In contrast, the pH value has the lowest F1 score of 0.0453, indicating it is the least predictive feature for classifying crop types in our analysis.

Conclusion:

In this project, we utilized machine learning techniques to assist farmers in selecting the best crop to plant based on essential soil metrics. The exploratory data analysis allowed us to understand the distribution of variables and the absence of values, ensuring that our data was clean and ready for modeling.

We split our data into training and test sets to ensure proper model validation. Next, we built logistic regression models for each of the four soil variables (Nitrogen, Phosphorus, Potassium, and pH) and evaluated their predictive performance using the F1-score metric.

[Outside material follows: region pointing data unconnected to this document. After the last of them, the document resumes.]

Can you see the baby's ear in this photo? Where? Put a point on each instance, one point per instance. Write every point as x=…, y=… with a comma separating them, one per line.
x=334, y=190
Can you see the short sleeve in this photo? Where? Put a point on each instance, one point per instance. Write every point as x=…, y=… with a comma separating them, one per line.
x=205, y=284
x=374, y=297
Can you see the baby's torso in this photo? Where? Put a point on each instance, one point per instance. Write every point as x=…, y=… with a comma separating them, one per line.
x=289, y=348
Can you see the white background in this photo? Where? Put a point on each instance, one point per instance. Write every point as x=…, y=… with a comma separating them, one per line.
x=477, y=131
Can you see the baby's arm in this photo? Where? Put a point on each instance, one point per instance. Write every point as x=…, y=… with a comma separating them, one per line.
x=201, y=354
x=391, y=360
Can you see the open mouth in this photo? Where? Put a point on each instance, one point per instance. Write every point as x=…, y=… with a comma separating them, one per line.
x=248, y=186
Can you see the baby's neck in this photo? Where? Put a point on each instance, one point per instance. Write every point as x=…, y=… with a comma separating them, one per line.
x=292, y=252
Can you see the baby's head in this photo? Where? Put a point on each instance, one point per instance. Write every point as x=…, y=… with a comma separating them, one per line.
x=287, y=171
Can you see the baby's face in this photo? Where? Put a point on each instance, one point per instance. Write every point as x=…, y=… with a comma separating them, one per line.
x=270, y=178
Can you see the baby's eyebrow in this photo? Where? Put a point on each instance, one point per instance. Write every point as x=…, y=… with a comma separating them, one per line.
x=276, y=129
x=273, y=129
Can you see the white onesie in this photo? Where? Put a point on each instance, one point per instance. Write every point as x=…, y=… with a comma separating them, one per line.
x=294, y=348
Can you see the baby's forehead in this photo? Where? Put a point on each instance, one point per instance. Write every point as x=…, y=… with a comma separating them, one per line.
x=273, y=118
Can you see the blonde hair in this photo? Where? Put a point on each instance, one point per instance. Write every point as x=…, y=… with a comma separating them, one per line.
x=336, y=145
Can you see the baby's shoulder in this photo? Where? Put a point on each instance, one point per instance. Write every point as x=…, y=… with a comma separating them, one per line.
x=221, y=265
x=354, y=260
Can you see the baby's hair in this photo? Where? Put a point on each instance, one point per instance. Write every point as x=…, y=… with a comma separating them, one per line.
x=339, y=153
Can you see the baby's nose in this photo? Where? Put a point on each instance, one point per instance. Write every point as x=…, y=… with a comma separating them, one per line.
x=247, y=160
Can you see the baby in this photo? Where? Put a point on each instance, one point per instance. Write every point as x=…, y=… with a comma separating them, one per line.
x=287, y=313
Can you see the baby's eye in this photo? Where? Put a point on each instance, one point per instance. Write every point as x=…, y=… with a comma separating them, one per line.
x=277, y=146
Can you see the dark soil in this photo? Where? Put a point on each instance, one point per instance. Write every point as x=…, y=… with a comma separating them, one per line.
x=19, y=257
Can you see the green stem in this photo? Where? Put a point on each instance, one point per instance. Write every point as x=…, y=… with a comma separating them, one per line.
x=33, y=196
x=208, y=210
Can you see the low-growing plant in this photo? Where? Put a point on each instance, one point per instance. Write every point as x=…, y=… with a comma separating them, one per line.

The results showed that the most important variable for predicting the crop type was the Potassium (K) level in the soil, with an F1-score of 0.2511. This indicates that Potassium plays a crucial role in determining the best crop to plant to maximize productivity.

Identifying the most predictive variable provides valuable insight for farmers, allowing them to make informed decisions and optimize their crops more efficiently. This project demonstrates how the application of machine learning techniques can have a significant impact on agriculture, promoting more sustainable and productive farming practices.